SivaTP
SivaTP

Reputation: 153

How does pyspark RDD countByKey() count?

Before posting this question I searched the community and referred pyspark docs, but I am still not able to understand how its counting.

sc.parallelize((('1',11),('1'),('11'),('11',1))).countByKey().items() 

output:

dict_items([('1', 3), ('11', 1)])

I am not able to interpret the output. Why is it counting '1' as 3 and '11' as 1?

Upvotes: 3

Views: 9065

Answers (2)

Bondil Sylvain
Bondil Sylvain

Reputation: 1

it's like if a default split is done to obtain array of tuple: (('1',11),('1'),('11'),('11',1)) will become (('1',11),('1',''),('1','1'),('11',1)) countByKey will result : [('1','3'),('11','1')]

Upvotes: 0

pault
pault

Reputation: 43504

When you call countByKey(), the key will be be the first element of the container passed in (usually a tuple) and the value will be the rest.

You can think of the execution to be roughly functionally equivalent to:

from operator import add

def myCountByKey(rdd):
    return rdd.map(lambda row: (row[0], 1)).reduceByKey(add)

The function maps each row in your rdd to the first element of the row (the key) and the number 1 as the value. Finally we reduce adding the values together for each key, to get the count.

Let's try this on your example:

rdd = sc.parallelize((('1',11),('1'),('11'),('11',1)))
myCountByKey(rdd).collect()
#[('1', 3), ('11', 1)]

The "extra" '1' is coming from the third element ('11'). Mapping this row to (row[0], 1) yields ('1', 1).

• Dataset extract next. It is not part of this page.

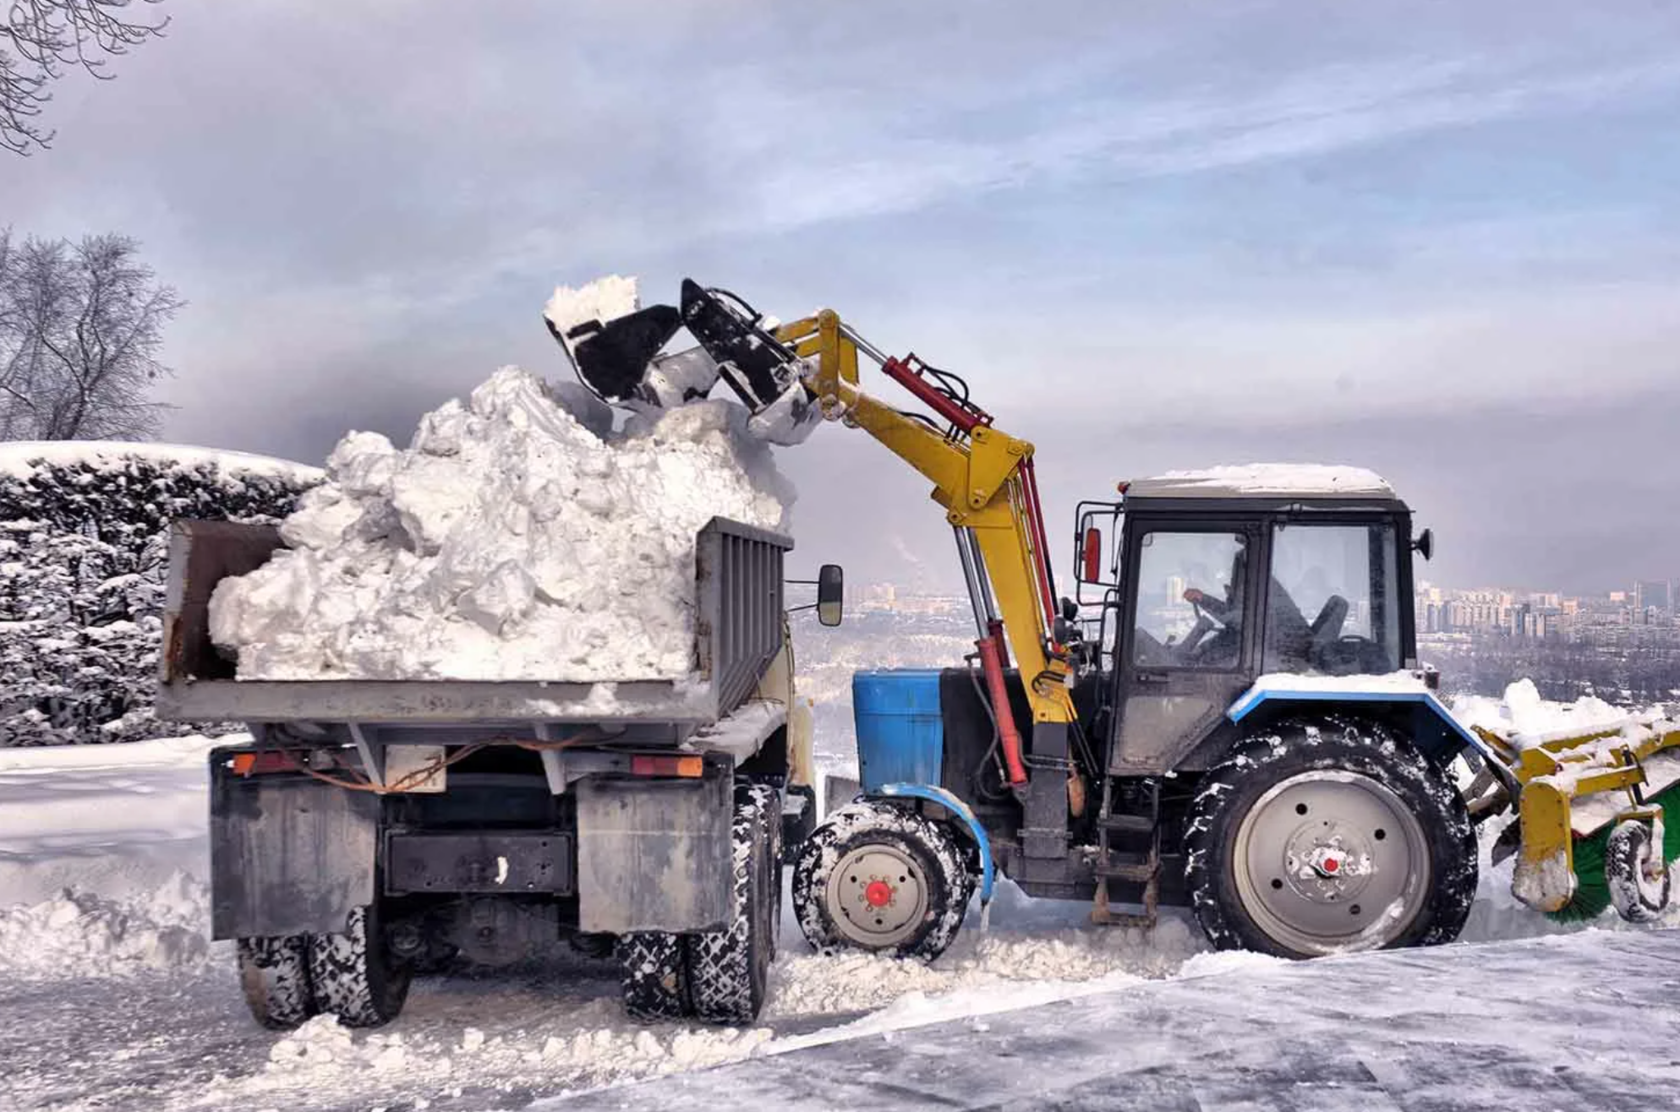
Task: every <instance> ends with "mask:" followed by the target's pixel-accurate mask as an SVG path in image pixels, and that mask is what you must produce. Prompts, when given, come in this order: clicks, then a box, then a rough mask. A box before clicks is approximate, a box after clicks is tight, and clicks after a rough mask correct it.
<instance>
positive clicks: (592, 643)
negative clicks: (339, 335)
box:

In this case, row[0] is the first character in the string.

You may expected this to behave as if the third element were the tuple ('11',).

rdd = sc.parallelize((('1',11),('1',),('11',),('11',1)))
rdd.countByKey().items()
#[('1', 2), ('11', 2)]

The takeaway is that you must include the comma if you want to specify a key with no value.